Ada Instalasi dalam Pentas Ketoprak
 
foto: pitogoestin
 TIDAK ada kursi singgasana yang empuk dan berukir. Tak ada pula empat kursi kayu tua yang disusun mengelilingi meja kecil dengan cangkir-cangkir kecil di atasnya. Suasana panggung pementasan ketoprak menjadi tak biasa pada malam lalu, Selasa (11/12/2012) malam. Panggung Taman Budaya Yogyakarta itu justru diisi dengan patung kerbau berukuran raksasa yang ngelesot menjadi latar belakang panggung dan dua patung tikus di depan samping panggung.
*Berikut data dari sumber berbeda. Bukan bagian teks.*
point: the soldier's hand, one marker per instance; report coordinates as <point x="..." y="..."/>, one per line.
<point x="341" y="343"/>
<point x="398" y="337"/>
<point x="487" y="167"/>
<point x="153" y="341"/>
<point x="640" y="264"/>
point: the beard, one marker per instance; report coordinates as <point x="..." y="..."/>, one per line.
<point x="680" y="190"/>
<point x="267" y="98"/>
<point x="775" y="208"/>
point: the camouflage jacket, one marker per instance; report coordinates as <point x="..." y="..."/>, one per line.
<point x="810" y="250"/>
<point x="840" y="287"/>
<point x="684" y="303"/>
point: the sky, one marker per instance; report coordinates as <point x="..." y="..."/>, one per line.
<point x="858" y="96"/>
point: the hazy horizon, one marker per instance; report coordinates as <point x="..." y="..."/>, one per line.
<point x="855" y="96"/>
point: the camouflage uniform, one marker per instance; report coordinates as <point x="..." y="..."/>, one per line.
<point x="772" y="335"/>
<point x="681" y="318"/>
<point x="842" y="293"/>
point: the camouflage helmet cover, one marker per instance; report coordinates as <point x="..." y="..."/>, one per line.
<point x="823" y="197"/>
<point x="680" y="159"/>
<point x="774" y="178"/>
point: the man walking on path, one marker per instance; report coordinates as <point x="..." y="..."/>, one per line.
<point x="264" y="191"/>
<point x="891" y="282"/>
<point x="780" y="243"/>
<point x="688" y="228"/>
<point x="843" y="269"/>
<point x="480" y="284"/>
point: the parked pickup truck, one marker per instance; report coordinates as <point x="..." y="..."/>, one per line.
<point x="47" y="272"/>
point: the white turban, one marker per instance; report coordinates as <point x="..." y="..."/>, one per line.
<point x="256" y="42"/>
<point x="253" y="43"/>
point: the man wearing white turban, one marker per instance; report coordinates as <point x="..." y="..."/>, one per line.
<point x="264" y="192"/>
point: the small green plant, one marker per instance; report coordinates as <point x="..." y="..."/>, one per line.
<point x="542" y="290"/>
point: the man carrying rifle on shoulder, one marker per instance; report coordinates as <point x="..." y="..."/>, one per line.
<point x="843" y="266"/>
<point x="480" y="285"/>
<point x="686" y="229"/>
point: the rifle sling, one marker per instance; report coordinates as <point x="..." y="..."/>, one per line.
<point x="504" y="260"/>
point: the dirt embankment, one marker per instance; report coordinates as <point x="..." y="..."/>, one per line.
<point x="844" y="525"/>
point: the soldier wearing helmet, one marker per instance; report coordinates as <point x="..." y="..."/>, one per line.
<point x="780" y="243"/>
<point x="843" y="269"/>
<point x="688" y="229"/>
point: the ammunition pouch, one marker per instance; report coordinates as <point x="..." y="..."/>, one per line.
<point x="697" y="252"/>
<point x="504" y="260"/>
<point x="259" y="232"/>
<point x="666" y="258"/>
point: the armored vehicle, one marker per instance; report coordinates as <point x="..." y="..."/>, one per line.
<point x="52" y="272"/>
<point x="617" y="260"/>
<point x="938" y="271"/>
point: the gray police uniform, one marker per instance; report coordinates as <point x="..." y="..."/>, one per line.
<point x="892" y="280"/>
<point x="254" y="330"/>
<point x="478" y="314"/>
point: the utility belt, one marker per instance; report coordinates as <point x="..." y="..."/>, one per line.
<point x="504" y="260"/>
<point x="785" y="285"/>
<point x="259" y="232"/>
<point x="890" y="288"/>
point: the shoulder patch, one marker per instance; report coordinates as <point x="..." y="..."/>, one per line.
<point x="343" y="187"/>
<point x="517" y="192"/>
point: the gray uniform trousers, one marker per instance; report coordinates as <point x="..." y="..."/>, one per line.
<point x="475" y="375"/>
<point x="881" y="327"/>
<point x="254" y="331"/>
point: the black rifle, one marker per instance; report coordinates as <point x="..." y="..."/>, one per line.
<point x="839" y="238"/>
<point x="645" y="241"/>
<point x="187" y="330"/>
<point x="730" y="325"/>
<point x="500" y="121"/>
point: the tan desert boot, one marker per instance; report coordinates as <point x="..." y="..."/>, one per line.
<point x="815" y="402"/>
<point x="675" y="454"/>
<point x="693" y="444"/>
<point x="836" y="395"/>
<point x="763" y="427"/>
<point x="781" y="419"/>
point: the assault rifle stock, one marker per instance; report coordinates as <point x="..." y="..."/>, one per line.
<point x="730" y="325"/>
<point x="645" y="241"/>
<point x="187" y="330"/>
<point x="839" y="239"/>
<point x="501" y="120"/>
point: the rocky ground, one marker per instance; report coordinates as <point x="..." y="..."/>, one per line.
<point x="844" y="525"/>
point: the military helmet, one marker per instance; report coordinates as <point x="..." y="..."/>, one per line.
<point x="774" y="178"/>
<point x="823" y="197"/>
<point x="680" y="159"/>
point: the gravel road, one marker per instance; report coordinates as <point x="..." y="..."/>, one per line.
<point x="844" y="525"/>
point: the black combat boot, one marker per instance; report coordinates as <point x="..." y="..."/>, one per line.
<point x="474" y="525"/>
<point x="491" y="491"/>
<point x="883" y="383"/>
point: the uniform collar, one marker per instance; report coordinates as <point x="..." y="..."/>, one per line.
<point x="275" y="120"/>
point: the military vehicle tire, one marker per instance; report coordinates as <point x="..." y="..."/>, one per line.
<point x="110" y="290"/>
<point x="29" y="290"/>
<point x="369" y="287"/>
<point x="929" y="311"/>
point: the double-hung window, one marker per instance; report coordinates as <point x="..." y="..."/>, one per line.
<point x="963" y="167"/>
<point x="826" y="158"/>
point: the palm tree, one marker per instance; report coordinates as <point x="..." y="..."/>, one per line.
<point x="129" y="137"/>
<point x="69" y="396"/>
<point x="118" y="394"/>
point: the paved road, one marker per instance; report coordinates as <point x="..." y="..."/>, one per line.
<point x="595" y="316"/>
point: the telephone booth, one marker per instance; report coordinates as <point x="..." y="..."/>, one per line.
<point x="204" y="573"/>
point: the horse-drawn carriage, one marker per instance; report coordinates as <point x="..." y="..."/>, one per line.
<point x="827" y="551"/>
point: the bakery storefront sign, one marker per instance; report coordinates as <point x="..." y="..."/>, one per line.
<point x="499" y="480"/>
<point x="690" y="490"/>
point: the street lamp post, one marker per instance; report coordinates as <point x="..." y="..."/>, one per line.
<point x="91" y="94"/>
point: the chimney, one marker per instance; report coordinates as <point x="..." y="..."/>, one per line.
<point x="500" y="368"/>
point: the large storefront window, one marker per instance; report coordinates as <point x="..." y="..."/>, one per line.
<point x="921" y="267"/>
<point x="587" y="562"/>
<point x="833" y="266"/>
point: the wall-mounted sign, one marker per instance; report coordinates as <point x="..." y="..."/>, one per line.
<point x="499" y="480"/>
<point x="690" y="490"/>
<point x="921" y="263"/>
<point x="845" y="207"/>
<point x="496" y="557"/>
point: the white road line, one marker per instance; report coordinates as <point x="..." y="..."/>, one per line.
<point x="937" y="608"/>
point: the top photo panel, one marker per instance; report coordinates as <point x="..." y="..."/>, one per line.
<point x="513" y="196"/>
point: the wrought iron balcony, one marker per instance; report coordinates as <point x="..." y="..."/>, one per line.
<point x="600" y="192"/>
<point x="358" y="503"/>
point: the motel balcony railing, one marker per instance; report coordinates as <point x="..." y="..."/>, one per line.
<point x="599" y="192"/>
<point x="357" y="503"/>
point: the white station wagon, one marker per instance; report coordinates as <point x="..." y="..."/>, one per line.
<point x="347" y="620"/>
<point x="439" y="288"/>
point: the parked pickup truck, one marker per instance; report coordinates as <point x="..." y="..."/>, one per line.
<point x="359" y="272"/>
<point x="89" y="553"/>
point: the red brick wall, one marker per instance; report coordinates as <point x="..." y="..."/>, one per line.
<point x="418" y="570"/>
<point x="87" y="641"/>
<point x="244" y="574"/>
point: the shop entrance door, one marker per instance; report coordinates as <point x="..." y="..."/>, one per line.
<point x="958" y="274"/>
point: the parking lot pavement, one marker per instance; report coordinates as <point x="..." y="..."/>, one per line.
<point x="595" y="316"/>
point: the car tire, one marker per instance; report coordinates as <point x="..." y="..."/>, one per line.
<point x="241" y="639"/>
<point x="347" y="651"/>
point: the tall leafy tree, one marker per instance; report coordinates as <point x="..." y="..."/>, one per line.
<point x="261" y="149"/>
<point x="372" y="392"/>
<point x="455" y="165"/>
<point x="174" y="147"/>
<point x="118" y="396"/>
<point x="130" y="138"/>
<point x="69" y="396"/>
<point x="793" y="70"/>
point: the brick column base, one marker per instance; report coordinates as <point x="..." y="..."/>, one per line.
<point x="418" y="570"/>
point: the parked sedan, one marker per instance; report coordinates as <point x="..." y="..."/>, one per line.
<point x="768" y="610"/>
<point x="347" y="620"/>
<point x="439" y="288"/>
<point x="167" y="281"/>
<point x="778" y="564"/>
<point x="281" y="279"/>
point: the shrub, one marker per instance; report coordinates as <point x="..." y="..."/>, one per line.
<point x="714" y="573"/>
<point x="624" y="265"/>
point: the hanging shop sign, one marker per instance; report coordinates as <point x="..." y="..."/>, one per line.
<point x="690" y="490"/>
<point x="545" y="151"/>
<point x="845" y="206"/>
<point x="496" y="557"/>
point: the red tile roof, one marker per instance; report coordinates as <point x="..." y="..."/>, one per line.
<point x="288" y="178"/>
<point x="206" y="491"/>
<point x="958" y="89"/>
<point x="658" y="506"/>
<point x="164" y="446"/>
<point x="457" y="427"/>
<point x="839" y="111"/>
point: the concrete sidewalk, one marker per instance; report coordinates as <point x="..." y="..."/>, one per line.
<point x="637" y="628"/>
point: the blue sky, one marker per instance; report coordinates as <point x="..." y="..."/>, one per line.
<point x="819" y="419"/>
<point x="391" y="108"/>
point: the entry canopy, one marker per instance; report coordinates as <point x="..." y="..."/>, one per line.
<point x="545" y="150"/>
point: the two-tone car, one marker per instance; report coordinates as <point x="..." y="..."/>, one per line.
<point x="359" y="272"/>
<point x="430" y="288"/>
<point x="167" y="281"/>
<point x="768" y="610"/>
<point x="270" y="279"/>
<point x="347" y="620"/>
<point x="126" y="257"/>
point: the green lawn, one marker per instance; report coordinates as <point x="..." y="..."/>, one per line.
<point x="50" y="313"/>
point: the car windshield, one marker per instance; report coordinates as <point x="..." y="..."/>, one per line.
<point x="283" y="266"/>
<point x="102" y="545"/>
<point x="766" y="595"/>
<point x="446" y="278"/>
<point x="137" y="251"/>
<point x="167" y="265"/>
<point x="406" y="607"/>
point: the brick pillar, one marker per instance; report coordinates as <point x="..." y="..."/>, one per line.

Kerbau melambangkan rakyat yang mudah dicocok hidungnya dan tikus perlambang korupsi. Juga ada tumpukkan karung-karung goni di atas sebuah kotak yang menyimbolkan daerah pertanian. Tak ketinggalan susunan bambu yang dibuat bertingkat seperti menara sutet dengan asesoris aneka perabotan dapur yang digantung pada setiap sudut bambu.
 Itu baru kolaborasi dua bentuk seni: ketoprak dan seni instalasi dari Wayang MILEHNIUMWAE. Saat pementasan ketoprak berlangsung, barulah ketahuan ada yang berbeda dalam tata musik. Tiap kali gamelan akan ditabuh, seorang wiyaga akan memulai dengan aba-aba berupa syair lagu dari mulutnya. Peran kelompok seni suara Acapella Mataraman bisa dirasakan kehadirannya di sana.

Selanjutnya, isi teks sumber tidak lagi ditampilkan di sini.